Travelog

Pendaki yang Mengurai Cikuray (1)

Garut, kota yang sudah lama ingin aku kunjungi. Pas sekali, kabar gembira datang dari rekan rimbawan yang sudah lama aku kenal, mereka merupakan dua bersaudara beda ayah juga beda ibu. Bagaimana bisa? Ya memang bisa, karena adanya ikatan tali persahabatan. Mereka adalah Sherli dan Dimas. 

Awal kisah pertemuan kami berawal dari pendakian di Mahameru. Berkenalan di Oro-Oro Ombo, satu tenda di Kalimati, dan bersenda-gurau di tepian Ranu Kumbolo. 

Jelas saja, aku yang tadinya sedang tiduran di ruang tamu sambil menulis cerita pendek tentang pendakian di Gunung Raung langsung meraung saking bersemangat karena bersama mereka, aku akan mencoba mengurai Cikuray!

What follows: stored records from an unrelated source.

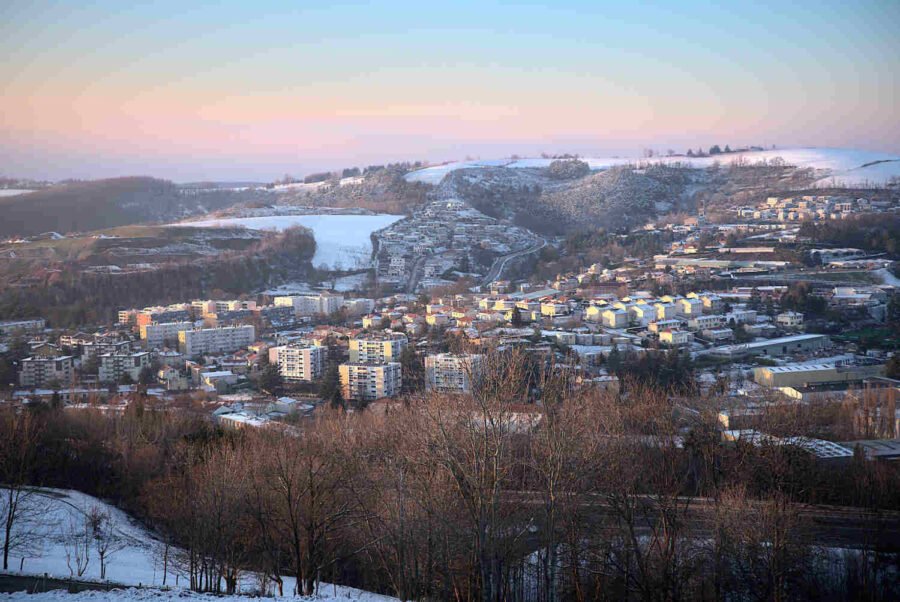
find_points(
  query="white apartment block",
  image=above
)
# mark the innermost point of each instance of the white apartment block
(8, 327)
(114, 366)
(156, 335)
(706, 322)
(450, 373)
(299, 363)
(215, 340)
(377, 348)
(615, 318)
(210, 306)
(790, 319)
(689, 307)
(742, 316)
(359, 307)
(676, 338)
(40, 371)
(312, 304)
(365, 382)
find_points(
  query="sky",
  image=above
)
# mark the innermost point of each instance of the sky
(254, 90)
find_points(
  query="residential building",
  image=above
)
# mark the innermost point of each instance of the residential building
(297, 362)
(689, 307)
(39, 371)
(451, 373)
(377, 347)
(615, 318)
(312, 304)
(676, 338)
(215, 340)
(790, 319)
(706, 322)
(113, 367)
(367, 382)
(8, 327)
(159, 335)
(807, 374)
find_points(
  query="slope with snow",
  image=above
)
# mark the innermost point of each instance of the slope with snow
(137, 558)
(845, 167)
(155, 595)
(343, 242)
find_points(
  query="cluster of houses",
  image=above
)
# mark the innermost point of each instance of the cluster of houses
(808, 208)
(440, 238)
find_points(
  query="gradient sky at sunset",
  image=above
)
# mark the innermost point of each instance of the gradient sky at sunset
(253, 90)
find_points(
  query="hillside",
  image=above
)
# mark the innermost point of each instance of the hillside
(85, 279)
(834, 166)
(98, 204)
(554, 197)
(135, 556)
(535, 199)
(384, 190)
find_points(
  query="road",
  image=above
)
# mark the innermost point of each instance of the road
(500, 263)
(834, 526)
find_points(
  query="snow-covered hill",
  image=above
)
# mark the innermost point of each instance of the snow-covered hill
(845, 167)
(156, 595)
(135, 559)
(342, 241)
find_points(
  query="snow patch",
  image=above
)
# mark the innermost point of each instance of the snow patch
(847, 167)
(343, 242)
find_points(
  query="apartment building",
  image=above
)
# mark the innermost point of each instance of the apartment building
(377, 347)
(615, 318)
(689, 307)
(706, 322)
(113, 367)
(311, 304)
(295, 362)
(8, 327)
(366, 382)
(676, 338)
(39, 371)
(157, 335)
(790, 319)
(215, 340)
(451, 373)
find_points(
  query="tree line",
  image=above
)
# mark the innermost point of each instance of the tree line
(589, 495)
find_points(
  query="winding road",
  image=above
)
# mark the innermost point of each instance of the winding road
(500, 263)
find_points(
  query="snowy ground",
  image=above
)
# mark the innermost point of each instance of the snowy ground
(887, 277)
(353, 282)
(342, 241)
(144, 594)
(136, 560)
(845, 165)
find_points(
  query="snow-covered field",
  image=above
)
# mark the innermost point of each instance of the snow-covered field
(845, 166)
(342, 241)
(13, 191)
(153, 595)
(136, 559)
(58, 511)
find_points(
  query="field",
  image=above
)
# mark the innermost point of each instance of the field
(845, 167)
(136, 556)
(342, 241)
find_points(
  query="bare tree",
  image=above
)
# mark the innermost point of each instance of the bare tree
(103, 530)
(19, 436)
(78, 537)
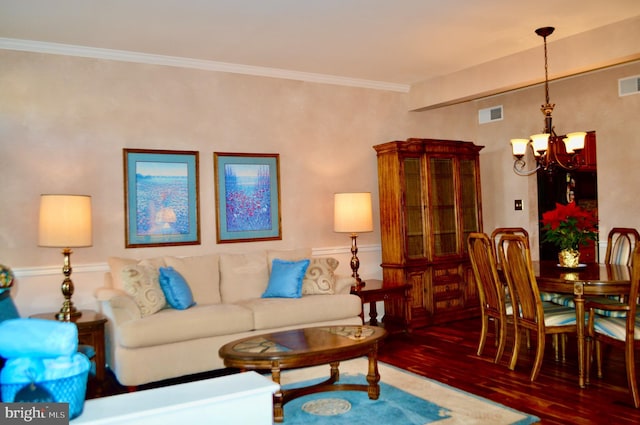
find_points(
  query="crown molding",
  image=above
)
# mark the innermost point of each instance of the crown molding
(136, 57)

Waktu yang dinanti tiba. Aku menjemput sang fajar. Sebenarnya bangun pagi bukan rutinitas bagi diri ini yang lebih aktif menulis di tengah malam dan tidur di pagi hari. Namun, demi perjalanan yang dinanti, tidak ada salahnya jika harus bangun lebih awal. Setelah mandi dan sarapan, barulah aku menuju stasiun kereta listrik atau KRL terdekat.

Setiba di Stasiun Manggarai, dari jauh tengah berdiri di tepian peron seorang wanita berkerudung putih. Ia melambaikan tangan ke arahku. Dengan penuh hati-hati aku segera menyeberang jalur, di sekitar kami lalu-lalang warga setempat yang sibuk dengan tujuan mereka masing-masing cukup membuatku harus lebih cekatan agar segera berdiri di hadapan Sherli. 

“Maaf, aku telat. Tadi agak macet.” Ujarku sembari mengatur napas.

Ia hanya tersenyum lalu mengajakku untuk duduk sejenak sembari menurunkan ransel besar yang sejak tadi setia berada di pundaknya.

“Bawa tenda, kan?” Tanyanya.

“Waduh, iya sih, bawa. Hehehe.”

Beberapa saat setelah kami ngobrol, kereta jurusan Tanah Abang tiba. Kami kembali bersiap-siap lalu berdiri di dekat peron untuk masuk ke dalam gerbong. Beberapa kali transit dan malah sempat salah jurusan, sebelum akhirnya kami berhenti di stasiun di mana Dimas menunggu dengan sabar.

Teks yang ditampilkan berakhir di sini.